Mit klarem Trend in die Winterpause

Als einzige ungeschlagene Mannschaft befinden sich die Motor-Fußballer aus Zschopau zur Halbzeit der Kreisliga-Saison auf Titelkurs. Ein Neuling kommt dagegen nicht in Fahrt.

Zschopau/Marienberg.

Ein Bild mit Symbolcharakter hat sich am Sonntag in Satzung geboten. So wie die Fußballer der gastgebenden Spielgemeinschaft Gebirge/Gelobtland/Satzung aufgrund des dichten Nebels das gegenüberliegende Tor nicht mehr sehen konnten, so haben sie auch in der Kreisliga Ost ihr Ziel - zumindest vorerst - aus den Augen verloren. Als abgeschlagener Tabellenletzter geht der Aufsteiger in die Winterpause.
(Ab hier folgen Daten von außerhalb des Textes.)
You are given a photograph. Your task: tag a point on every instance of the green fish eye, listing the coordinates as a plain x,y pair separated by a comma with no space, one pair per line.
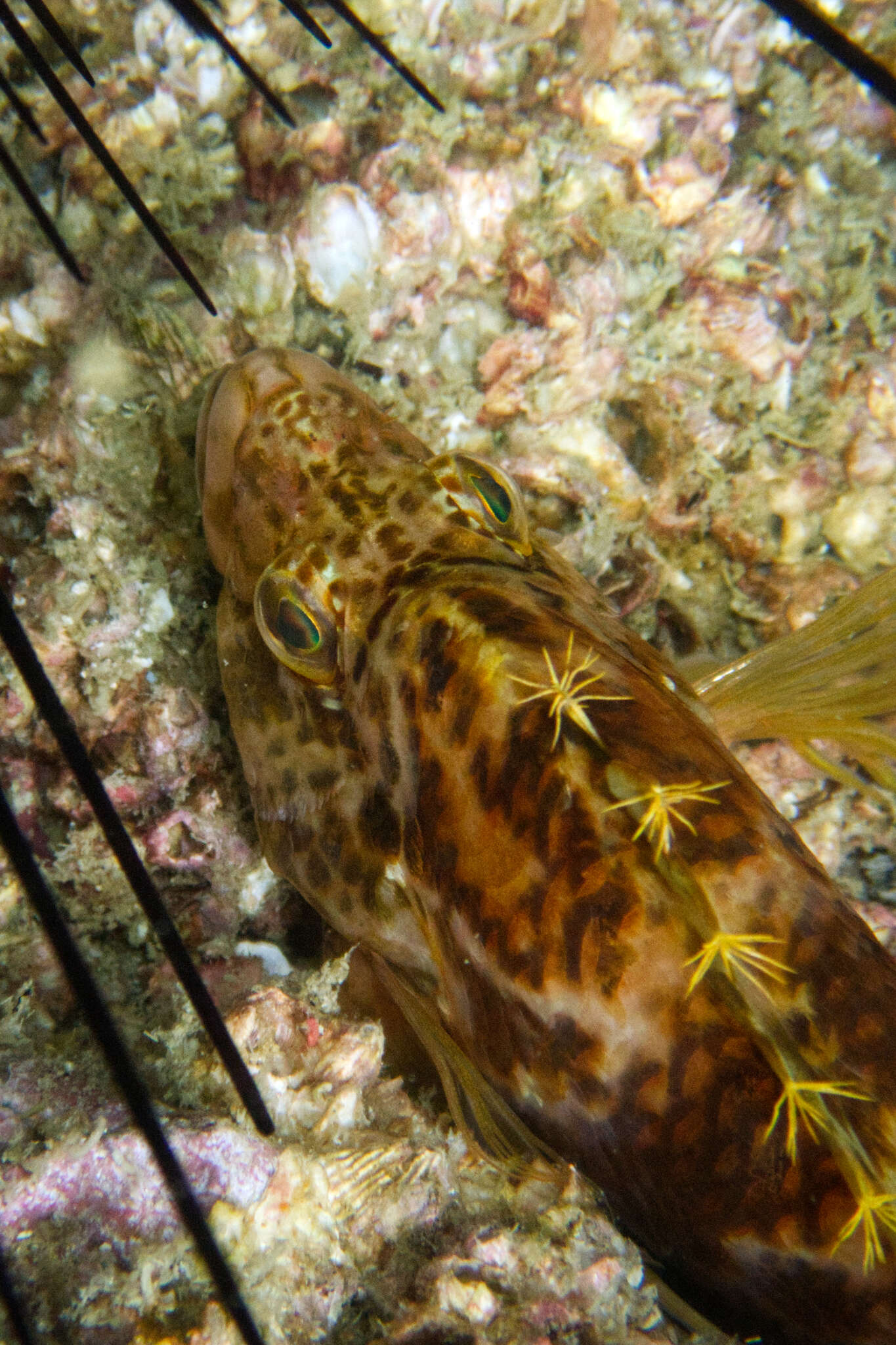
295,623
296,628
492,494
Dass das Team von Trainer Norbert Mauersberger nach 13 Spieltage magere sechs Punkte zu Buche stehen hat, liegt auch am Sonntag. Denn da verloren die Gastgeber das so wichtige Kellerduell gegen Zöblitz, das wegen des Nebels nach Gelobtland verlegt werden musste. "Auf dem schmierigen Untergrund war richtiger Fußball kaum möglich", berichtet Gäste-Coach Tino Friedrich. Auch habe sich die Tabellensituation im Duell Letzter gegen Vorletzter auf dem Platz widergespiegelt: "Es war Abstiegskampf pur." Einen Sieger habe die Partie daher nicht wirklich verdient gehabt, auch wenn sein VfB die Mehrzahl an klaren Torchancen besaß. "Genutzt haben wir sie wieder mal nicht", so Friedrich. Stattdessen brachten zwei Elfmeter die Entscheidung. Während Lukas Bärmig den für die Gäste in der 25. Minute verwandelte, scheiterten die Hausherren nach gut einer Stunde an VfB-Keeper Riccardo Christoph, der damit den 1:0-Sieg für sein Team festhielt. Auch wenn die Euphorie aus dem Vorjahr längst verflogen ist, so haben die Zöblitzer mit nunmehr neun Punkten dennoch den Anschluss zu Wolkenstein (12./11) gewahrt. Gebirge/Satzung überwintert dagegen als Schlusslicht mit der Roten Laterne.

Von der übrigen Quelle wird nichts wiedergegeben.